Sollte wer auch zu diesem Schritt bereit sein, sollte er sich mit mir in Verbindung setzen.

Kontakt: [...]

so long,
berock

_[Persönliche Daten entfernt. Bitte die NUBs beachten. (bh)]_
http://forum.computerbetrug.de/rules.php


----------



## Aka-Aka (15 Juni 2006)

*AW: Lebenserwartung.TV - Und schon wieder der [...]*

http://www.antispam-ev.de/forum/showthread.php?t=11025
und google nach "lebense*.tv"


----------



## Reducal (16 Juni 2006)

*AW: Lebenserwartung.TV - Und schon wieder der [...]*



			
				berock schrieb:
			
		

> ...wenn sich Leute bei mir melden würden ... als weitere Geschädigte / Zeugen, das es da damals nicht stand.

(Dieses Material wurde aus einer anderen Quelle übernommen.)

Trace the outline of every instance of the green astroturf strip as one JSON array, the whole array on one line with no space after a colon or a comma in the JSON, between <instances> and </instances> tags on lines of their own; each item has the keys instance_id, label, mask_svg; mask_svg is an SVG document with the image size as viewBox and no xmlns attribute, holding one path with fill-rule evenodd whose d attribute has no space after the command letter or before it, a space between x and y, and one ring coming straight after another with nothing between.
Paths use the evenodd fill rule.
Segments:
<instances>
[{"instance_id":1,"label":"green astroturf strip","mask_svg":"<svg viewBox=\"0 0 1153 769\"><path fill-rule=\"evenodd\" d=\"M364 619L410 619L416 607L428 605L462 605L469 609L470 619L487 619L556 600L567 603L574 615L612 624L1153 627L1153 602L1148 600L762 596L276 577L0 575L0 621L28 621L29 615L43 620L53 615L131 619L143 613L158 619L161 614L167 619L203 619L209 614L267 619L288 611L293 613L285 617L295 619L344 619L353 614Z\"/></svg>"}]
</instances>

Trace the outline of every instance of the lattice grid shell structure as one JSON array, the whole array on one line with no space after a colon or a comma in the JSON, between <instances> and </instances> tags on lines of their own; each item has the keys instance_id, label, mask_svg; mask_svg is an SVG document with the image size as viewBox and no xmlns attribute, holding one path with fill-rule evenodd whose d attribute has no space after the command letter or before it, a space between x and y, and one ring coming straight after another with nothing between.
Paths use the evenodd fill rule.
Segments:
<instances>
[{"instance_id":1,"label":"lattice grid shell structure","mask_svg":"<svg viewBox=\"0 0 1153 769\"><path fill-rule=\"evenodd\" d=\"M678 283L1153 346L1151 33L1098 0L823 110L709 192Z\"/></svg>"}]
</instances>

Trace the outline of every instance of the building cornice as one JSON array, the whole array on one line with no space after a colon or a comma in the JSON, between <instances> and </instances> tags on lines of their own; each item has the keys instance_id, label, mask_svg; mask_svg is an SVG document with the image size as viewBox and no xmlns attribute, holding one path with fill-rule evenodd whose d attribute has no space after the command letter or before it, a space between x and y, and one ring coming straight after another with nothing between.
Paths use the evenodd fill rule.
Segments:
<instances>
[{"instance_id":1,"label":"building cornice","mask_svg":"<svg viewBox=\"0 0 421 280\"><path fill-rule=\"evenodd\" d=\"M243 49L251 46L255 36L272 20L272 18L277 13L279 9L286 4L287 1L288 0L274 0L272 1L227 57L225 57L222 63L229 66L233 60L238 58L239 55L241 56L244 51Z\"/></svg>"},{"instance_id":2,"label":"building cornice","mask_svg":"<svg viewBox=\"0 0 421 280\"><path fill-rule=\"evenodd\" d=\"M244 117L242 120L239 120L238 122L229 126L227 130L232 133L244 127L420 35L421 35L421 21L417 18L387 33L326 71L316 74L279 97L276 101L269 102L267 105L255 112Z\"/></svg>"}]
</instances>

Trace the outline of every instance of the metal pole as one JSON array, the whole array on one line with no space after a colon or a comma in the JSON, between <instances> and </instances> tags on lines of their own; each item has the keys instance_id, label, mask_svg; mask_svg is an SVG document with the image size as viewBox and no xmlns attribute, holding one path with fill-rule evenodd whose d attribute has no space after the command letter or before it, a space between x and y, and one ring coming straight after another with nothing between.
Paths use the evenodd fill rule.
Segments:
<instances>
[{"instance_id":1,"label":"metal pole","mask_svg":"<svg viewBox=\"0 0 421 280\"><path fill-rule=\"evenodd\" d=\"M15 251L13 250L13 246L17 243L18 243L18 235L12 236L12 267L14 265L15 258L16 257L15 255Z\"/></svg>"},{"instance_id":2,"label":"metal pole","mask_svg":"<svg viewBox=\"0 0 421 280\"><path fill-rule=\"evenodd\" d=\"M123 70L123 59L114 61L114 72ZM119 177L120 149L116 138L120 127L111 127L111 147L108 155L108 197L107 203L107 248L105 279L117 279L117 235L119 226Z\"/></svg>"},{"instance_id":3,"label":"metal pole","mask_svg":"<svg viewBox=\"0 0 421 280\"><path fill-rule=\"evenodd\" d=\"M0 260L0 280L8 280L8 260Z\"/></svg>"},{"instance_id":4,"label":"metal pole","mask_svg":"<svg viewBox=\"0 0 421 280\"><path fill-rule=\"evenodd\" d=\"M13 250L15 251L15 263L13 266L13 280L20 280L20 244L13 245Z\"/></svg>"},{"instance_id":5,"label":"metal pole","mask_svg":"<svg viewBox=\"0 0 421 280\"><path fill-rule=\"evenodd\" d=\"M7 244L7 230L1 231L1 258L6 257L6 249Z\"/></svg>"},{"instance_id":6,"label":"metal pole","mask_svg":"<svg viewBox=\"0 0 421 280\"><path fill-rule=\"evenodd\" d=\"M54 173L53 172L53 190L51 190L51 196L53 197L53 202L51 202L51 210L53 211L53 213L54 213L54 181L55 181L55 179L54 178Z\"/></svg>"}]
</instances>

Einfach nur Zeugen, die was behaupten oder wahrgenommen haben wollen sind i. d. R. nicht hinreichend - da müssen schon Beweise her!


----------



## Wembley (16 Juni 2006)

*AW: Lebenserwartung.TV - Und schon wieder der [...]*

Auch hier auf dialerschutz.de befindet sich ein Bericht über diese Firma. Vornehmlich geht es um deren Medikamententester-Seite, aber auch lebenserwartung.tv wird dort erwähnt. 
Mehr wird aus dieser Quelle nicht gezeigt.